Llueve, y un cuerpo que se muestra en una dirección inesperada lo cambia todo, me hace vivir lo que desde ese día iba a tratar de buscar en cada película que viera, y en cada película que tratara de montar: distraerme del peso de la norma, correrme del automatismo perceptivo, hacer sentir.

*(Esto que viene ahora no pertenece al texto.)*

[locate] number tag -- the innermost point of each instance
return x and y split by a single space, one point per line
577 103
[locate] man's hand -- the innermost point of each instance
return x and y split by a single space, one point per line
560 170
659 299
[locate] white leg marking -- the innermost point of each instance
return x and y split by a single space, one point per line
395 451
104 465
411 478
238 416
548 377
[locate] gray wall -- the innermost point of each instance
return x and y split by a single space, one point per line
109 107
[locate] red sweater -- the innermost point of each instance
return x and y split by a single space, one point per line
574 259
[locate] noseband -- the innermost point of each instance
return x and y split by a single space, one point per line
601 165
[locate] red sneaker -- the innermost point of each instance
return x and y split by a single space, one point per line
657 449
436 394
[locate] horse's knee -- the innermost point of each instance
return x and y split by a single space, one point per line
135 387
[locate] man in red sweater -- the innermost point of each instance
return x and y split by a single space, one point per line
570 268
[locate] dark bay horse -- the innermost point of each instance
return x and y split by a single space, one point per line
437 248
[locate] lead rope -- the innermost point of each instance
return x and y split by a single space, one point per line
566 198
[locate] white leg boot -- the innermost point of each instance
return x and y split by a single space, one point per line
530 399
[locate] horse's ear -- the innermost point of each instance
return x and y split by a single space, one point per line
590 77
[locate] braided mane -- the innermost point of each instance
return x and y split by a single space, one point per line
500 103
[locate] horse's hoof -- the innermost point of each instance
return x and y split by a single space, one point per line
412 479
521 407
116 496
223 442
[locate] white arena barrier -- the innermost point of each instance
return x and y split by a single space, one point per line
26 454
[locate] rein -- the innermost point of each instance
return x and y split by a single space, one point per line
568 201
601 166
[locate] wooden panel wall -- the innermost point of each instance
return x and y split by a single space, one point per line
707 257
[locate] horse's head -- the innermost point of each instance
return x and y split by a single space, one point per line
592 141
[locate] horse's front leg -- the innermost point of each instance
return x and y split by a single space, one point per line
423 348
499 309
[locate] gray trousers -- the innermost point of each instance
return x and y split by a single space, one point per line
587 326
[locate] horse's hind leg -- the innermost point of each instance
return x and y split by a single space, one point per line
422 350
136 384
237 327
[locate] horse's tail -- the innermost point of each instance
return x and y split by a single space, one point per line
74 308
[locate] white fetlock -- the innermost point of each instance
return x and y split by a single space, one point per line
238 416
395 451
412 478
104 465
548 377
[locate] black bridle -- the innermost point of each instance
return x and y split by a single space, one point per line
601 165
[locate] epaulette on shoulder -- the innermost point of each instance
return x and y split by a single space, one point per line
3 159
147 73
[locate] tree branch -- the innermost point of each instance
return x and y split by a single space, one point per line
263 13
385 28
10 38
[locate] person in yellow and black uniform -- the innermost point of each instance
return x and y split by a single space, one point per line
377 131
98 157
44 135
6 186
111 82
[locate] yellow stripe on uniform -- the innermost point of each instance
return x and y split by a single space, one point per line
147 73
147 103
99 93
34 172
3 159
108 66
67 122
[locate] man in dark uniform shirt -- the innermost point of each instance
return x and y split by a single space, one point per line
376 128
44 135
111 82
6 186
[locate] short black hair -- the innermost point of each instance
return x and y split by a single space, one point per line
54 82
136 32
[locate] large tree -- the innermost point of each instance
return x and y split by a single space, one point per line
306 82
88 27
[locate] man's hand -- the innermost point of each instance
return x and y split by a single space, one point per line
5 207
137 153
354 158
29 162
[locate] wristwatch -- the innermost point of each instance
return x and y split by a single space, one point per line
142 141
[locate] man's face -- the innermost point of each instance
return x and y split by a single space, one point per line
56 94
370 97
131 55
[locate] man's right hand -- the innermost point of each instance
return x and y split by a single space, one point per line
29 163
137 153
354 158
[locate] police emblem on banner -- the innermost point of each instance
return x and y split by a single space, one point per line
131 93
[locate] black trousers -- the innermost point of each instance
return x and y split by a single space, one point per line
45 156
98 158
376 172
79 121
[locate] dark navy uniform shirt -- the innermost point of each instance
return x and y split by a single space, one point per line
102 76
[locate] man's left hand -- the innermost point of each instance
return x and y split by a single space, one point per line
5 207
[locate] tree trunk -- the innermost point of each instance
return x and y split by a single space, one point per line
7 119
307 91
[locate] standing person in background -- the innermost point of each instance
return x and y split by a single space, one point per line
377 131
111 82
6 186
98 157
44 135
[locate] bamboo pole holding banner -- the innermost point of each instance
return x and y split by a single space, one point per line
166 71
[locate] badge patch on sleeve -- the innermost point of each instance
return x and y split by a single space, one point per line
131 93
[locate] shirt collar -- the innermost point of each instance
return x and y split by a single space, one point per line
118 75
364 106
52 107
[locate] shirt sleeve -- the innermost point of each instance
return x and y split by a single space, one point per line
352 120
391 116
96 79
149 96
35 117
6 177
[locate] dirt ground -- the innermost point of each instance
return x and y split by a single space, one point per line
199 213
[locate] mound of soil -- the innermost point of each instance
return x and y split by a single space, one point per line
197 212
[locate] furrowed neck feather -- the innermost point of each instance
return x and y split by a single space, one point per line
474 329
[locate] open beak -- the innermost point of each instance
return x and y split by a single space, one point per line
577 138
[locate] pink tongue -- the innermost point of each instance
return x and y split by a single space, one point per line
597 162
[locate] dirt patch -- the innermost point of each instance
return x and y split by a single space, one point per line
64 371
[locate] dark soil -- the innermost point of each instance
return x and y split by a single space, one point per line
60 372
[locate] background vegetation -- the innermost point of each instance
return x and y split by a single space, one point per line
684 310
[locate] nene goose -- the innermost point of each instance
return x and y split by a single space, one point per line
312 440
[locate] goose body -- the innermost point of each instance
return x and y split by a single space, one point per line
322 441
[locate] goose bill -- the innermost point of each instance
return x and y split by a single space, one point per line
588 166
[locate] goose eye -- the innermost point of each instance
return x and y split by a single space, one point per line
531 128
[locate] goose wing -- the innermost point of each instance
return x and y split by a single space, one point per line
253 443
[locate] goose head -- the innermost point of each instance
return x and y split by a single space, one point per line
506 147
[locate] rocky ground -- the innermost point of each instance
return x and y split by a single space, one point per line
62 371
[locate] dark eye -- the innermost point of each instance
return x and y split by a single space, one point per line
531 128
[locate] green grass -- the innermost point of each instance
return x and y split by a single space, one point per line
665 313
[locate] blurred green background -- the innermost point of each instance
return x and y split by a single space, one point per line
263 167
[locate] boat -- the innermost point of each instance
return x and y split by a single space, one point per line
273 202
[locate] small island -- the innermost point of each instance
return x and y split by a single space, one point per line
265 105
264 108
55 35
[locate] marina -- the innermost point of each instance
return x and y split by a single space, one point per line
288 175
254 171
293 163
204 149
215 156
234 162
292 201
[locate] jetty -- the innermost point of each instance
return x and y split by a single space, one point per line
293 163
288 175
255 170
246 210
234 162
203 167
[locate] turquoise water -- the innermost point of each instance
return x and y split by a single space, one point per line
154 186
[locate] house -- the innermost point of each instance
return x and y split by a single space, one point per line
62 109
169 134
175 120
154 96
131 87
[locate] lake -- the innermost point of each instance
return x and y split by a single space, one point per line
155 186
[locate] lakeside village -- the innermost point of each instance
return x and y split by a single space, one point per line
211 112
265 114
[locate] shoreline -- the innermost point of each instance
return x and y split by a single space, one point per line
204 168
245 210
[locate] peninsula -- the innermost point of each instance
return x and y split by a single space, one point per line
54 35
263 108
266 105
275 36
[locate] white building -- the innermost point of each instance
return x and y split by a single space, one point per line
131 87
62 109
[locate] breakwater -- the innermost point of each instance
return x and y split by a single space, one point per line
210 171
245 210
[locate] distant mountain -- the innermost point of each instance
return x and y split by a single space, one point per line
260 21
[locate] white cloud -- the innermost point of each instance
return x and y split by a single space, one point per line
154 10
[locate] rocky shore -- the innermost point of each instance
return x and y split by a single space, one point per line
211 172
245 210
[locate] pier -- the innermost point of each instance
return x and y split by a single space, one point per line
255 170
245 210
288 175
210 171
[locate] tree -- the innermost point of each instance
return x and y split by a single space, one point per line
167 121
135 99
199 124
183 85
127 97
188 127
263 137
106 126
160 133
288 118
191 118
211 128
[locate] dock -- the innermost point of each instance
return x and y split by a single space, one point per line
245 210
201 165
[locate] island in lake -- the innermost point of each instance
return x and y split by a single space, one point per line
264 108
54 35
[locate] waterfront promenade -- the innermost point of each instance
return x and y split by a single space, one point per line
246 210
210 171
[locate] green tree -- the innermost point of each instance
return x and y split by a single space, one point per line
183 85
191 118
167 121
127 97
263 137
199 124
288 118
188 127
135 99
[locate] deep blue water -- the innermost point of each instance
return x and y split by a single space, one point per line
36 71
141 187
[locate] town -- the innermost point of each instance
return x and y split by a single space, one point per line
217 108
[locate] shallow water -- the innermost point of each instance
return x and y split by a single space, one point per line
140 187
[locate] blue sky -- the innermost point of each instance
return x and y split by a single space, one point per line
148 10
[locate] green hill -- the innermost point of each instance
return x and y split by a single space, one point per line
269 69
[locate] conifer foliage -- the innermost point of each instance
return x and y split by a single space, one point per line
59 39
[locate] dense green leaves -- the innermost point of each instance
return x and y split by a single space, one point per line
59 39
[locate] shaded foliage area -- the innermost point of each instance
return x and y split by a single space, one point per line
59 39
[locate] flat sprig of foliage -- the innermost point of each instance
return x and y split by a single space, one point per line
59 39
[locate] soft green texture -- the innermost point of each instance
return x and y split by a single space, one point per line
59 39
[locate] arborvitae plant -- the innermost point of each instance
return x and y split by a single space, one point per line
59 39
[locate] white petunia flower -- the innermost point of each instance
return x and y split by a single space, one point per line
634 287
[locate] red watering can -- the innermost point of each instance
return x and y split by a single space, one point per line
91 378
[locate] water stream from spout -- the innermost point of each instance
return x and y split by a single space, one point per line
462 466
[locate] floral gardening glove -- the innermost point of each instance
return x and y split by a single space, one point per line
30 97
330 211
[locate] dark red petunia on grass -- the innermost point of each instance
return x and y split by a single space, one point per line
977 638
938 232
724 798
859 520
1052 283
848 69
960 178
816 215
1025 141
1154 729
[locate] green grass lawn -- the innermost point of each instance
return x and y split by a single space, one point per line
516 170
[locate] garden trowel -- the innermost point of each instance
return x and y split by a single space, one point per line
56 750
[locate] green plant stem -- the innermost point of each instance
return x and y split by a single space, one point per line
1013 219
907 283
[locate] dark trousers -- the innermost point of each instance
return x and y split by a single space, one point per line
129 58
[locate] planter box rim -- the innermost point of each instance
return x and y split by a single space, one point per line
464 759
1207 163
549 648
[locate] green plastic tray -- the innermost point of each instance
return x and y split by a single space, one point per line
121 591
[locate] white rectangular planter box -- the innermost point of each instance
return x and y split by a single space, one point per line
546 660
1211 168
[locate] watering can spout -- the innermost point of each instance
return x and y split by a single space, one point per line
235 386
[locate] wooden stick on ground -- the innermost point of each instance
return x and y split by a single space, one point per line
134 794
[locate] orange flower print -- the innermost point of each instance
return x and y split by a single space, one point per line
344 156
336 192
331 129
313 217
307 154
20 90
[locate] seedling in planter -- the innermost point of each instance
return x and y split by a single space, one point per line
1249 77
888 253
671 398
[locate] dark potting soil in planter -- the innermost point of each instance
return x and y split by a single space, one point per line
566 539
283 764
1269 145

No es ni siquiera mi película favorita. Ni mi favorita de Christensen. Pero me dio algo que nunca había sentido hasta ese momento con tanta fuerza: me volvió presente y parte. Tal vez el origen fue una genialidad planificada, o un error de continuidad espacial en el rodaje, un descubrimiento de montaje o un accidente producto de la sustracción de otras tomas o de esa combinación específica. No importa. Sólo me importa ese momento único en que nuestra consciencia despierta a ese otro sueño que es la película, ese desplazamiento perceptivo en el que el automatismo definitivamente ha muerto y en el que ver-escuchar-sentir-pensar y vivir se vuelven un acto único. Cuando monto pienso: ojalá logre alguna vez que alguien sienta un equivalente a lo que yo sentí ese día.
¿Cómo había muerto la continuidad para instalar el instinto?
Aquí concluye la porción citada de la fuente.